Wednesday, February 3, 2016

What are the poetic techniques and literary terms in Robert Frost's poem "There are Roughly Zones"?

Robert Frost's poem "There Are Roughly Zones" recounts a casual conversation between two people, who are meditating on the power of nature and the relationship between man and nature. The poem features alliteration, imagery, rhetorical question, and rhyme scheme.
The poem includes several examples of alliteration. In line 2, the speaker writes, "And every gust that gathers strength and heaves." There is alliteration if the "g" at the start of "gust" and "gathers." That alliteration adds a bit to sense that nature can be harsh and unforgiving.
The two people are conversing about the wind and the world outside, which we know from the repeated use of the pronoun "we," as well as the choice of verbs. As they consider the weather, they think,

We think of the tree. If it never again has leaves,
We'll know, we say, that this was the night it died. (4-5)

This is an implicit way to say that the characters in the poem have agreed that this weather is so harsh it may mean that the tree will never again bear leaves. This could also be considered an example of hyperbole, or exaggeration.

Next, there is a rhetorical question, which the speaker asks in reflection on what he and his companion have just been discussing:


What comes over a man, is it soul or mind
That to no limits and bounds he can stay confined? (7-8)



The speaker asks why man cannot be limited or stay in "his place" or a place. Given what he was just thinking about regarding nature, we could rephrase this question to say something like "why does man insist on meditating on things that do not concern him? or "why does man feel the impulse to consider abstract, universal, or metaphysical concepts?" The rhetorical questions allow the speaker to introduce what will become a central idea of the poem: ambition.

Though the speaker does not use a question mark, the next thought is basically another rhetorical question that furthers the first:


Why is his nature forever so hard to teach
That though there is no fixed line between wrong and right,
There are roughly zones whose laws must be obeyed.
There is nothing much we can do for the tree tonight.
But we can't help feeling more than a little betrayed
That the northwest wind should rise to such a height
Just when the cold went down so many below. (11-17)

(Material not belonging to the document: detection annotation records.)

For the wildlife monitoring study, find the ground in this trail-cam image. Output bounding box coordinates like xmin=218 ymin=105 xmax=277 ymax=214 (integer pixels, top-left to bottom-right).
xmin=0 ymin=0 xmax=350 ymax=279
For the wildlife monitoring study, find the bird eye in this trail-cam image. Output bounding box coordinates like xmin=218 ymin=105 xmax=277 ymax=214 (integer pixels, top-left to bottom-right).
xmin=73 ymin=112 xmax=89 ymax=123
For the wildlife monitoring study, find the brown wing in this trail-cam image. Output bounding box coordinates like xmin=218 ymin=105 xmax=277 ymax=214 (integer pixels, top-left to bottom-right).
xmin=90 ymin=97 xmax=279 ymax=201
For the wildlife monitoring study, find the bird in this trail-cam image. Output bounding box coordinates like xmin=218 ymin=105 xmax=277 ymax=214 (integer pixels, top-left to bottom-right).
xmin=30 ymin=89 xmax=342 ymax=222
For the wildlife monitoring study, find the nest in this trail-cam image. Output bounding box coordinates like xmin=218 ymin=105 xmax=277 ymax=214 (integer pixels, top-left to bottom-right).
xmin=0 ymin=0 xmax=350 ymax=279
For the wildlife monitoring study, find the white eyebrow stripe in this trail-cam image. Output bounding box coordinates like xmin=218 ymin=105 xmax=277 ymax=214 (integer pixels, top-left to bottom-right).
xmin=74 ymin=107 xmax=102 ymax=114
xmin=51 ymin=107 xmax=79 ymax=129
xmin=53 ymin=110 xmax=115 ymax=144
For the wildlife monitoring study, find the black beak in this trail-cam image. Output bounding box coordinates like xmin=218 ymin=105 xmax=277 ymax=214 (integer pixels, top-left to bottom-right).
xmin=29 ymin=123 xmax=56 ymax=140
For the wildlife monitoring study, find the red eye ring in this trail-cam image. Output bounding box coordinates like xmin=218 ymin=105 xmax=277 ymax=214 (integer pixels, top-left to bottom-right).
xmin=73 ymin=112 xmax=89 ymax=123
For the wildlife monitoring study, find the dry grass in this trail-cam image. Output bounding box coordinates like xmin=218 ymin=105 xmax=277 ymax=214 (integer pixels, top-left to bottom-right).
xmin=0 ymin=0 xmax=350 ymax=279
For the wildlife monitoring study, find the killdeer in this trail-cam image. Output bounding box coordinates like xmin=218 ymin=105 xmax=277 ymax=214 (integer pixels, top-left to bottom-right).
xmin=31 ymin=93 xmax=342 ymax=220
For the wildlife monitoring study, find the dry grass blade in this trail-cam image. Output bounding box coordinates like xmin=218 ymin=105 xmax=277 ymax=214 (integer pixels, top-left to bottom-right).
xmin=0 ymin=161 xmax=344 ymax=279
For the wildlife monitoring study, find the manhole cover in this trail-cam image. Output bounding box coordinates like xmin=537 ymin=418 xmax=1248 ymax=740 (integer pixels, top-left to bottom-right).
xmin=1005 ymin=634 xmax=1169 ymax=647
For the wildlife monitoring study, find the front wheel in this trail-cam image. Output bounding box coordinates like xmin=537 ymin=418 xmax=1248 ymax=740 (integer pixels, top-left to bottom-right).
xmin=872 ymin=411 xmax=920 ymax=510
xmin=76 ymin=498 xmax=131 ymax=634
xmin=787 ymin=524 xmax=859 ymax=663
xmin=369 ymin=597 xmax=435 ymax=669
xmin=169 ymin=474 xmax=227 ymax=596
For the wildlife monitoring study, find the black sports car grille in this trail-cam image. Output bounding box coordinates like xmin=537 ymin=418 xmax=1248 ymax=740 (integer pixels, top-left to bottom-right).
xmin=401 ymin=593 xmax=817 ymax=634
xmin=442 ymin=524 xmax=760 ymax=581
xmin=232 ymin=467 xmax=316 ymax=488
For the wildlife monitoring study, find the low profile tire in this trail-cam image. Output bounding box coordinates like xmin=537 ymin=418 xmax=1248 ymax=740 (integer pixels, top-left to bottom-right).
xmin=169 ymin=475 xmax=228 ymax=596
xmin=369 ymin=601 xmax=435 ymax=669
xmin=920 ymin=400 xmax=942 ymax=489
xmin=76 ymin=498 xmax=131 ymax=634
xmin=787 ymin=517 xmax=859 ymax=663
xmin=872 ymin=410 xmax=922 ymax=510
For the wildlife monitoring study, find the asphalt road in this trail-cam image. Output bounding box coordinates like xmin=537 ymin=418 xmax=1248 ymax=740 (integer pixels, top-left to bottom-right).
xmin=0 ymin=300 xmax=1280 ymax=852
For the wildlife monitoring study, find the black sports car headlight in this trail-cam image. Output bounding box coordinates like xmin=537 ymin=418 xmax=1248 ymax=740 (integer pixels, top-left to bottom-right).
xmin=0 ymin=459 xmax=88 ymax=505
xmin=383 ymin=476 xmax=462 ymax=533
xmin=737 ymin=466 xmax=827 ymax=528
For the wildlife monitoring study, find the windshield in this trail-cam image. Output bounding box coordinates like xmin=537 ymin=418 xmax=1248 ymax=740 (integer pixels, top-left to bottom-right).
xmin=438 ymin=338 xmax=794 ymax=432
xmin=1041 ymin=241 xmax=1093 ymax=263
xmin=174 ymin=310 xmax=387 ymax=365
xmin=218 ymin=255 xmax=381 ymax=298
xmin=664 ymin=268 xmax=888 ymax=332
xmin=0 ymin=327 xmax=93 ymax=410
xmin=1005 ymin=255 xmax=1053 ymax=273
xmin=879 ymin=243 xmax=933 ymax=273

The "roughly zones" of line 12 and the title refer to boundaries that are somewhat fluid. Yet man continues to try to go beyond them. He then allows that "There is nothing much we can do for the tree tonight." Man has no real power over nature, and even though there is really no connection between their lives and the tree's fate, "we can't help feeling more than a little betrayed." The people take the weather personally, as though all acts of the environment are reactions to human behavior. This shows humans' dependence on and connection to nature but also man's arrogance.

Eventually, the speaker ends the poem by asserting that if the tree never grows leaves again, it is man's fault: "this limitless trait in the hearts of men." The tone changes a bit in the second half of the poem, as the speaker seems more critical of mankind. He is stating here that man's ambition and inability to keep to the "roughly zones" is what destroys nature, not nature itself.

The poem as a whole features imagery, through which we can imagine what the tree looks like. Most of the text is presented as a dialogue, though spoken through only one voice which unites the two characters' ideas. The poem features a rhyme scheme, though it does not follow a strict structure in terms of stanzas or poetic form.